When she got to Ragman’s Harbor she saw more men with the rose on white arrows sigil milling about. She presumed they must be sellswords from the Company of the Rose that The Sailor's Wife had told her about. One of them, a big blue-grey eyed man, bought from her. He kept staring at her and even grabbed her chin to hold her face up. 

“Where are you from girl?” he demanded, weirdly enough not harshly for a stranger who was holding her face.

She stepped back thrice to stand on a step just off Eel Alley and flicked her finger knife up in one swift motion to hold it under his chin. She’d only need to nick him once before he bled out. The eels would do the rest once she threw him in the canal. 

“Think very carefully about your next move,” she warned him. 

“Take it easy girl,” he guffawed. “You look like someone I know is all,” he said before slinking away. 

She didn’t see the Baratheon men but every one of her friends from the sailmenders to the taverners sent her sad smiles. _They all know._ When Cossomo saw her he called her over to The Ship and every one of the mummers asked her how she was. When she said she was fine for the _sixth_ time that morning, Myrmello asked her to prove it.

“Stand like a hero, just like I taught you,” he bid her. 

She planted her feet shoulder-width apart, stood side-face, placed her hands on her hip and stared out into the abyss, shoulders pulled back and chin raised. 

They broke out into applause while sad-eyed Quill broke out into a rendition from _The Song of Rhoyne_ for her. They made her laugh despite her pain and they bought most of her wares from her too. She was sure they did it out of kindness rather than need, for which she was grateful. It meant she could go to Una earlier. 

“Will you tell me what happened yesterday?” Una asked when Arya got to Silty Town.

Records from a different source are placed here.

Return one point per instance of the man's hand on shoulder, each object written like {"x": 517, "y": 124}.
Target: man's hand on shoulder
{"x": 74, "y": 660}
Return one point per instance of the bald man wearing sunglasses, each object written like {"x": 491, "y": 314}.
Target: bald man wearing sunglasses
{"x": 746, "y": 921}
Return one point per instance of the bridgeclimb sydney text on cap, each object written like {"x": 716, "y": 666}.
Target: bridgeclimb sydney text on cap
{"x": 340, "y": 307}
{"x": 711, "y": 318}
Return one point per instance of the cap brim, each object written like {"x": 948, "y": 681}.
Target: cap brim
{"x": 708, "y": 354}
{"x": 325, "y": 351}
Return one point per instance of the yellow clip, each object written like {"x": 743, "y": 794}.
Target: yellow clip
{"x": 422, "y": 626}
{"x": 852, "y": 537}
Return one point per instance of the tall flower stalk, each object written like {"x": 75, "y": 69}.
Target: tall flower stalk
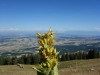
{"x": 48, "y": 53}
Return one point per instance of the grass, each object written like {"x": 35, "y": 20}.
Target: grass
{"x": 75, "y": 67}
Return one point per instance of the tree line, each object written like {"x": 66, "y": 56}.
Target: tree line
{"x": 91, "y": 54}
{"x": 35, "y": 58}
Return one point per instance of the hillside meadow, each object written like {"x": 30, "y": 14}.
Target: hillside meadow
{"x": 74, "y": 67}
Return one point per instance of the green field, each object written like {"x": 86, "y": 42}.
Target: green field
{"x": 75, "y": 67}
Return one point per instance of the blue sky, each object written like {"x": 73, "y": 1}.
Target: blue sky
{"x": 60, "y": 15}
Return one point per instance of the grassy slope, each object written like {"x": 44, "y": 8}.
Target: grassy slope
{"x": 75, "y": 67}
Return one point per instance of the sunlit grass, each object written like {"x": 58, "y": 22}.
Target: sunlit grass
{"x": 75, "y": 67}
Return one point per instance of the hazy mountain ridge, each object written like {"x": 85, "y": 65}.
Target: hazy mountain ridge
{"x": 22, "y": 43}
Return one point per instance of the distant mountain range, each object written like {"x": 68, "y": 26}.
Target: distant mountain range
{"x": 18, "y": 43}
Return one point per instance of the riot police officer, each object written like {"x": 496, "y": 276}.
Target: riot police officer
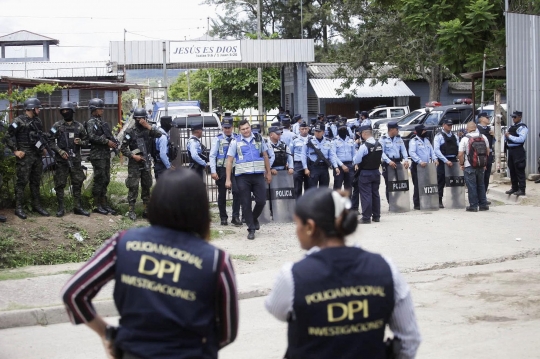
{"x": 67, "y": 137}
{"x": 102, "y": 142}
{"x": 368, "y": 161}
{"x": 218, "y": 170}
{"x": 394, "y": 151}
{"x": 300, "y": 178}
{"x": 26, "y": 140}
{"x": 136, "y": 146}
{"x": 344, "y": 148}
{"x": 446, "y": 146}
{"x": 515, "y": 139}
{"x": 317, "y": 156}
{"x": 197, "y": 157}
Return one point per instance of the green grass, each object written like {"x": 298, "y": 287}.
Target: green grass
{"x": 244, "y": 257}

They sat in the company of ten other women, Arya learned that the warrior women of the free folk were called spearwives and most of this group were warriors excepting Nella and Dyah who were a gentler sort.The spearwives would regale her with their tales of mammoths and giants and stealing whenever they had a chance but the majority of them worked as dockside whores now while the older women looked after the children who were too young to work.

Arya bit her lip at Una’s question but supposed there was no point in hiding any longer. Tagannaro would have told Gertha by now that Cat’s brother died.

“Jon Snow is my brother,” she blurted. The easiest thing would be to begin with the naked truth.

None of the women spoke. They just stared at her as if she grew a second head.

Finally, “You’re a daughter of Ned Stark?” Ragwyle asked. She was a tall, strong looking woman. Her hair was brown but had the odd string of grey. 

When she saw the look of suspicion Arya gave her she started laughing. “Oh don’t give me that look girl, I knew your father _and_ his siblings when they were mere lordlings.”

“How?” Arya managed.

“I wasn’t born to the free folk,” she clarified, wistfully. “I was born an Umber of the Last Hearth. Daughter of Mors Umber and Alys Wull.”

“How did you become a spearwife?” Arya inquired, interested. 

“When the free folk raid south of the Wall, the Last Hearth is one of the first castles they get to. I was a maid when my man stole me, he was hardly older than me himself. Over time I grew to like my freedom beyond the Wall so I stayed with him.”

“What happened to him?”

“Styr died fighting your crow brother,” she replied before she started laughing again. “When we caught your bastard brother-“

“My brother.” Arya corrected her.

Ragwyle simply smiled. “Suppose you have more of the free folk in you than you think,” she winked. Arya knew from Una that they didn’t really care as much about bastards beyond the wall.

“When we caught him, Rattleshirt wanted me to gut him on account of being a crow but I asked Rattleshirt to spare him, let him prove his worth I said. For all I was a spearwife I was still an Umber of the Last Hearth. Suppose care for Starks was drilled into my head...I’m sorry he’s dead.”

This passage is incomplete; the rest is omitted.